The lawsuit was filed in 2010 by Pascal Abidor, a graduate student in Islamic studies, who sued the government after U.S. border agents removed him from an Amtrak train crossing from Canada to New York. He was handcuffed, placed in a cell and questioned for several hours, then his laptop was seized and kept for 11 days.

The National Association of Criminal Defense Lawyers and the National Press Photographers Association were also plaintiffs in the case, arguing that their members travel with confidential information that should be protected from government scrutiny.

In rejecting this argument, Korman cited the rarity of electronic device searches and questioned whether travelers need to carry computers containing sensitive data when they travel abroad.

“While it is true that laptops may make overseas work more convenient,” he wrote, “the precautions plaintiffs may choose to take to ‘mitigate’ the alleged harm associated with the remote possibility of a border search are simply among the many inconveniences associated with international travel.”

Abidor said he was disappointed but not entirely surprised by the ruling.

“I can’t say it wasn’t foreseeable based on the line of questioning by the judge during the initial hearing,” Abidor said. “He just seemed so skeptical of the basic premise that people need to travel with devices.”

“These checks are essential to enforcing the law and protecting national security and public safety,” Peter Boogaard, a spokesman for the Department of Homeland Security, said in a statement, “always with the shared goals of protecting the American people while respecting civil rights and civil liberties.”

In his opinion, Korman emphasized how infrequently border agents search or detain electronic devices, but it is unclear how accurately the government tracks these statistics.

According to Customs and Border Protection, the agency conducts about 15 device searches a day at U.S. entry points. But a 2011 assessment of this practice by the Department of Homeland Security, which oversees the border agency, cited problems with how these incidents are counted.

The report noted: “CBP’s system for entering the results of electronic device searches did not allow analysts to accurately identify incidents and seizures related to electronic device search activity, thus hindering CBP’s ability to monitor and evaluate performance and making it difficult to provide accurate operational data concerning searches of electronic devices.”

While the courts have generally supported the government’s authority to search travelers at the border, based on the government’s interest in combating crime and terrorism, a decision in 2013 placed some limits on more intrusive device searches.
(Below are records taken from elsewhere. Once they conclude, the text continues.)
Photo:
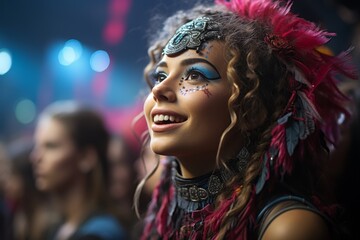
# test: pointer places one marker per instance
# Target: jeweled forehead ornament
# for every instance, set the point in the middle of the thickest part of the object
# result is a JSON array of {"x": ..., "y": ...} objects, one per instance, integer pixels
[{"x": 192, "y": 35}]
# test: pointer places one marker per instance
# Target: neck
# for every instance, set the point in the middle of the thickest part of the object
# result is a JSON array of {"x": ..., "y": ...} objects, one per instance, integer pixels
[{"x": 196, "y": 166}]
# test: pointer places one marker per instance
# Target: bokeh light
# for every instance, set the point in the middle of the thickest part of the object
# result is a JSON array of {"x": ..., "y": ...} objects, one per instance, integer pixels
[
  {"x": 71, "y": 51},
  {"x": 5, "y": 61},
  {"x": 25, "y": 111}
]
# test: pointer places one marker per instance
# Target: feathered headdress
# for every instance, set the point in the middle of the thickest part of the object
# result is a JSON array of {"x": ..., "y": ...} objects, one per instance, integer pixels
[{"x": 315, "y": 102}]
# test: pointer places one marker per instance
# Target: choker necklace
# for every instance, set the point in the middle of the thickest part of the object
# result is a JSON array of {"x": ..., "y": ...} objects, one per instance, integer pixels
[{"x": 195, "y": 193}]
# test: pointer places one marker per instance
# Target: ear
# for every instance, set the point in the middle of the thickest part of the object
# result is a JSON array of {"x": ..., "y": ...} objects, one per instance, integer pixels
[{"x": 88, "y": 160}]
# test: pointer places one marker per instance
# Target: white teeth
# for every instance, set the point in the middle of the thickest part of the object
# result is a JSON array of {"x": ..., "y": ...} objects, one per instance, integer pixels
[{"x": 162, "y": 117}]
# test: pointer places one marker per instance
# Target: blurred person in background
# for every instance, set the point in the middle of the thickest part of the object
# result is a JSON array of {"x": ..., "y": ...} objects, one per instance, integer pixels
[
  {"x": 28, "y": 208},
  {"x": 4, "y": 210},
  {"x": 123, "y": 179},
  {"x": 70, "y": 162}
]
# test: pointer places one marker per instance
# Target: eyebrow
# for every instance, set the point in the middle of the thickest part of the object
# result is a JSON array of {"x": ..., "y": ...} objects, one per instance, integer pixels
[{"x": 189, "y": 61}]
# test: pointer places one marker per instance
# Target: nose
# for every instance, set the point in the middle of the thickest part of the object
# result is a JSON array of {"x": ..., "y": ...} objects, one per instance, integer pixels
[{"x": 165, "y": 91}]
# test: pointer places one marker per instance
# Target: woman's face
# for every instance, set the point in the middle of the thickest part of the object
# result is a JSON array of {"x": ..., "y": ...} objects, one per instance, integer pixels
[
  {"x": 187, "y": 110},
  {"x": 55, "y": 156}
]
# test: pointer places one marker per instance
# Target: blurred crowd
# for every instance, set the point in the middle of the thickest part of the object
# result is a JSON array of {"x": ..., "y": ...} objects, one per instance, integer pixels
[{"x": 74, "y": 178}]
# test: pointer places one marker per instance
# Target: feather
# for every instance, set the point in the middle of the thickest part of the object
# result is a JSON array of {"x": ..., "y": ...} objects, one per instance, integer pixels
[{"x": 263, "y": 176}]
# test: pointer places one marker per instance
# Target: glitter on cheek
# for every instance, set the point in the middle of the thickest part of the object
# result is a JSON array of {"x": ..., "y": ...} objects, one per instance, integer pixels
[
  {"x": 184, "y": 90},
  {"x": 207, "y": 92}
]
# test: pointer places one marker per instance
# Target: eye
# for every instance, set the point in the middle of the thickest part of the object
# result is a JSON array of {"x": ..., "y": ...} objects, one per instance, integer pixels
[
  {"x": 195, "y": 75},
  {"x": 158, "y": 77}
]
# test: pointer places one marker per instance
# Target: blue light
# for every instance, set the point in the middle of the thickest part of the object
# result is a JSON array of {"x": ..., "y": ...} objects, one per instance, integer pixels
[
  {"x": 99, "y": 61},
  {"x": 25, "y": 111},
  {"x": 5, "y": 61},
  {"x": 71, "y": 51}
]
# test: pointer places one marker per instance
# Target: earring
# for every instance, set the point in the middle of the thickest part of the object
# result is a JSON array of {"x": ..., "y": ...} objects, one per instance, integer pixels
[{"x": 242, "y": 159}]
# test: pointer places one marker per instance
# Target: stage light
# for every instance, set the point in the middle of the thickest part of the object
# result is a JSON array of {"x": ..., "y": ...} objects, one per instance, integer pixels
[
  {"x": 71, "y": 51},
  {"x": 25, "y": 111},
  {"x": 5, "y": 61},
  {"x": 99, "y": 61}
]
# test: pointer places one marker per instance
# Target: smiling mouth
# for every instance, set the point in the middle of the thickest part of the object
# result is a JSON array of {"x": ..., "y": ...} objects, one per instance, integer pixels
[{"x": 166, "y": 119}]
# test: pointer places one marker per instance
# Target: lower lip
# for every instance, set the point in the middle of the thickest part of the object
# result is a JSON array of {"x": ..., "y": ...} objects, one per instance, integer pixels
[{"x": 164, "y": 127}]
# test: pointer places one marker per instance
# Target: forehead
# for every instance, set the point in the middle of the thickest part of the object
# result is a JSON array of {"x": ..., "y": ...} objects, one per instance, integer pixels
[{"x": 212, "y": 51}]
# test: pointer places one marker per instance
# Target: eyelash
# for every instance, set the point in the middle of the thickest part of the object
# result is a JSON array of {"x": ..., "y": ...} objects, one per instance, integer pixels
[
  {"x": 155, "y": 77},
  {"x": 200, "y": 75},
  {"x": 160, "y": 74}
]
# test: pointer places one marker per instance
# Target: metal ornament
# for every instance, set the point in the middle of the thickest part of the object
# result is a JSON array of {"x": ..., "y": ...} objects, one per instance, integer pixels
[{"x": 192, "y": 35}]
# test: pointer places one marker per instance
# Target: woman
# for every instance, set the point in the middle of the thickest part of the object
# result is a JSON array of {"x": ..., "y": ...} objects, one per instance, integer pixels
[
  {"x": 70, "y": 162},
  {"x": 246, "y": 107}
]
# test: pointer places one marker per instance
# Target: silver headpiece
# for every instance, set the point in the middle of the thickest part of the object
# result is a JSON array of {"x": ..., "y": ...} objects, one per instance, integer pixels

The 9th U.S. Circuit Court of Appeals in California ruled in United States v. Cotterman that reasonable suspicion of criminal activity was required for a forensic search of a device confiscated at the border — a more extensive exam, as opposed to a cursory look at photos or other files.

That decision applies to states covered by the 9th Circuit, including California, Washington, Oregon, Idaho, Montana, Nevada, Arizona, Alaska and Hawaii. Korman’s ruling will not have as much of an impact, since it comes from a district court rather than a circuit court.

“It maintains the status quo, which is that the government is free everywhere except in the 9th Circuit to conduct all types of electronic device searches without reasonable suspicion,” Crump from the ACLU said. “We are considering an appeal, but we haven’t made a decision one way or the other yet.”